Salafisme rampant chez Mohammed VI : les islamistes décrètent la philosophie illicite
En témoigne le nombre élevé de citoyens marocains ayant rejoint Daech, le salafisme a gagné beaucoup de terrain au Maroc. Mais il n’y a pas que dans la société où les salafistes ont renforcé leurs bases. Ils ont également infiltré les institutions marocaines. Dans certains secteurs, ces adeptes du wahhabisme pur et dur commencent même à y appliquer leur loi, comme c’est le cas actuellement au département de l’éducation. Et leur influence y est aujourd’hui telle qu’ils ont désormais la possibilité d’élaborer des programmes scolaires à la sauce salafiste. Les premiers à s’en plaindre sont les professeurs de philosophie.
La cause ? La récente révision de manuels scolaires marocains fait de la philosophie une «matière contraire à l’islam». «La philosophie y est présentée comme une incitation à la dépravation et à la mécréance. Plutôt que de rappeler qu’il existe dans la civilisation arabo-musulmane une tradition conciliant la foi et la raison, ce livre part du principe que la philosophie est contraire à l’islam. A aucun moment il ne mentionne les théologiens qui ont été d’éminents philosophes, comme Averroès. Au contraire, il accrédite l’idée que les philosophes sont des ennemis des croyants», se plaint dans un récent entretien accordé à la presse française Driss Jaydane, écrivain et enseignant de philosophie à Casablanca.
Le pouvoir marocain a tellement joué la carte des islamistes contre les gauchistes durant les années 1970-80 et abandonné des espaces aux salafistes, ajoute-t-il, qu’aujourd’hui, le wahhabisme est devenu l’imaginaire collectif marocain. Driss Jaydane avertit que si personne ne met le holà, la situation risque d’empirer. «Auparavant, le Maroc défendait un islam qui était un modèle d’équilibre entre la rigueur et l’extase, mêlant au sunnisme traditionnel un courant soufi empreint de religion naturelle. Cet équilibre est complètement perdu au profit d’une fermeture intellectuelle et religieuse», fait-il remarquer.
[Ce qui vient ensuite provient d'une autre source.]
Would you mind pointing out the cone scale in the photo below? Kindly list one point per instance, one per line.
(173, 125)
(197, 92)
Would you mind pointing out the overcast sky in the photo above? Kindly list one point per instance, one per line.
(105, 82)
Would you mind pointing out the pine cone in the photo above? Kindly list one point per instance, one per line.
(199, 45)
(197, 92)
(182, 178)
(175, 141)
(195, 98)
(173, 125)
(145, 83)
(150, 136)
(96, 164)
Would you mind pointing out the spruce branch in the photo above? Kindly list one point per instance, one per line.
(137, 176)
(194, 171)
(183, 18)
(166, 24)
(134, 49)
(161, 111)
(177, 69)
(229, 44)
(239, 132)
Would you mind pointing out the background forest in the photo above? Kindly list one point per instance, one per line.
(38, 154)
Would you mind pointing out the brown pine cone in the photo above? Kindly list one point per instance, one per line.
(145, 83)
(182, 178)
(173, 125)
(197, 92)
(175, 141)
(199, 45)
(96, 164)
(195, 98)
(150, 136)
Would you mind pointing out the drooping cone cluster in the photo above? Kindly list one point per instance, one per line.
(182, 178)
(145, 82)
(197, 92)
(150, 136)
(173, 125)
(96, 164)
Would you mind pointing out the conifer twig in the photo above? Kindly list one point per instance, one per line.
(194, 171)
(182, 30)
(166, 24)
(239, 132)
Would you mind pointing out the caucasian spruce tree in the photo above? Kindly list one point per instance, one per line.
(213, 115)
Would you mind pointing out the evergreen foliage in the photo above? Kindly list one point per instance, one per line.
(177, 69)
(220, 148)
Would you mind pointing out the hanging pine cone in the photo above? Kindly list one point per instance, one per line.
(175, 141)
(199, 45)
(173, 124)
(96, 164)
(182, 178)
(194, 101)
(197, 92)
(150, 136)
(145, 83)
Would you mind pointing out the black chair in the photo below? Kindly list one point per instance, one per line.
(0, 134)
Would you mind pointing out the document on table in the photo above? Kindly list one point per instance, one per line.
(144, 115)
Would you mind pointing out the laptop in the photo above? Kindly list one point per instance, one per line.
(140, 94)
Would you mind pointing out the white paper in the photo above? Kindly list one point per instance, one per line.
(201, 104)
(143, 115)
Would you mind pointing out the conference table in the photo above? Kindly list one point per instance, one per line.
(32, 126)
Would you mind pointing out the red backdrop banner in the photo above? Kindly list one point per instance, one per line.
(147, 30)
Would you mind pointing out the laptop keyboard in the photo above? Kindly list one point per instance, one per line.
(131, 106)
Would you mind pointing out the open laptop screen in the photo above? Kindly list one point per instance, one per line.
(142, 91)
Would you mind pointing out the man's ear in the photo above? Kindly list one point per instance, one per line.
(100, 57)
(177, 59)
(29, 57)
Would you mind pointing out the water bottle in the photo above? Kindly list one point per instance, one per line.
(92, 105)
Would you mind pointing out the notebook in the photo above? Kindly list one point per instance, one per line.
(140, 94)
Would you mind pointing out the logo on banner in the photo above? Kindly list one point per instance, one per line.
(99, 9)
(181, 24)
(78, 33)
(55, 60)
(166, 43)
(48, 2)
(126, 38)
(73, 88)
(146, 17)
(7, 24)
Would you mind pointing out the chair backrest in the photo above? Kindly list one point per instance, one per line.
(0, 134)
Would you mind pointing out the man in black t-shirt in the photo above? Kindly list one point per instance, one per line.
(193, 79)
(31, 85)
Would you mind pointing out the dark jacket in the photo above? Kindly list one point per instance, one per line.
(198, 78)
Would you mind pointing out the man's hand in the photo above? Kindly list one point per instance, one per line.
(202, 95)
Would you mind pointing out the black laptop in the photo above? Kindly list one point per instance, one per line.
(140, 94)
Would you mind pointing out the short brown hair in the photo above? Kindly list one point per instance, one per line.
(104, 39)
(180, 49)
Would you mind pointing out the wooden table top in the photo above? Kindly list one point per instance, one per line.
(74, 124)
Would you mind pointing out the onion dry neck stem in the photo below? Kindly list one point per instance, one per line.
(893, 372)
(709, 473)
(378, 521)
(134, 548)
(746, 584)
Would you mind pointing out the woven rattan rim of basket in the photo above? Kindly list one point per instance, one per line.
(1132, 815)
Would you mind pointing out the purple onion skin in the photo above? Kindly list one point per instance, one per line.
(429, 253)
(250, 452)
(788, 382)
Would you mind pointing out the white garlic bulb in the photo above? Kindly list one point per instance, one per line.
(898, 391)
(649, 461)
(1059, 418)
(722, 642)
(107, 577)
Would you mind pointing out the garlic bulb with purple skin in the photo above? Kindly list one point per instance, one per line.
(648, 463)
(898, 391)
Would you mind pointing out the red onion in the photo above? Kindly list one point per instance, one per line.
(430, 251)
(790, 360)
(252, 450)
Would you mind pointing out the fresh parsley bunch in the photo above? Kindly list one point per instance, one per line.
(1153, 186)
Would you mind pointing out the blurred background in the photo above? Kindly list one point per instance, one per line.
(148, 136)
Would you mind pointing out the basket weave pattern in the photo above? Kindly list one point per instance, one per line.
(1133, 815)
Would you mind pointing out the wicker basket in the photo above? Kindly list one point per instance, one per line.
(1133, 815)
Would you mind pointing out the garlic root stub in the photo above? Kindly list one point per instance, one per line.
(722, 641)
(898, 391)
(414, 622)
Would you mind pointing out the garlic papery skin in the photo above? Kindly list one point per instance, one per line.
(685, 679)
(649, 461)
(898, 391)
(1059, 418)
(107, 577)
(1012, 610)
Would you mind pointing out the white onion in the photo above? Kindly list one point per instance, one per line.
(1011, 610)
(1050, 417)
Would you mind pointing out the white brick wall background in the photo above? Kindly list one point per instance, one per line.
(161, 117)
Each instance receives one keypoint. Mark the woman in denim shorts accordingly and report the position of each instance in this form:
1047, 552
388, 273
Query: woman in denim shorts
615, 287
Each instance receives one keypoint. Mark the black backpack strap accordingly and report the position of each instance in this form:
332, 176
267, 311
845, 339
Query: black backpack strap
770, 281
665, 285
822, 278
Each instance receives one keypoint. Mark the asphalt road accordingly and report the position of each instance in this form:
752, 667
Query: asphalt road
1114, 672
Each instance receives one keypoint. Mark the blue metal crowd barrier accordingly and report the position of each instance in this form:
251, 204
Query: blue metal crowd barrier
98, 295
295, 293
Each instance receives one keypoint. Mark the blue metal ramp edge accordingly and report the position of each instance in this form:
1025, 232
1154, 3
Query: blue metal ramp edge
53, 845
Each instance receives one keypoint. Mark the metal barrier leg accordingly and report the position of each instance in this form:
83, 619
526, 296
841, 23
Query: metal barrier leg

Pour Driss Jaydane, le mal est profond, car «l’obscurantisme court les rues» et «le développement des humanités pèche, enfin, car beaucoup d’enseignants sont de bons techniciens perclus d’obscurantisme, sans recul critique sur leur discipline». «Avec eux, nos jeunes apprennent à calculer dans une absence totale de culture générale. On invente ainsi le “techno-salafisme”», regrette-t-il. Ce témoignage montre à tous ceux qui en doutent encore que le Maroc est loin d’être le pays qui a su concilier traditions et modernité, image que le Makhzen essaye de vendre à grand renfort de publicité aux Occidentaux.
Les nombreuses alertes lancées par la société civile marocaine ont convaincu le roi Mohammed VI de commencer à endiguer le wahhabisme. Cela se fait toutefois timidement. Mettant en avant des raisons de sécurité, il a dernièrement fait interdire la fabrication et la vente de burqas, voile intégral musulman à l’afghane rarement porté par des femmes au Maroc. Il n’a toutefois pas osé s’attaquer au niqab, voile intégral qui ne laisse voir que les yeux qui est porté par certaines femmes, en particulier dans les milieux salafistes. Ce qui laisse supposer que le Makhzen a une peur bleue de ses salafistes et qu’il n’est pas près de les affronter.
En voulant se débarrasser de la confrérie des Frères musulmans à laquelle appartient Abdelilah Benkirane, son Premier ministre, le roi Mohammed VI pourrait même bien faire le lit du salafisme. Peut-être est-ce même le but recherché. Après tout, les salafistes ne sont pas de ceux qui courent derrière le pouvoir… pour peu qu’on leur abandonne la société.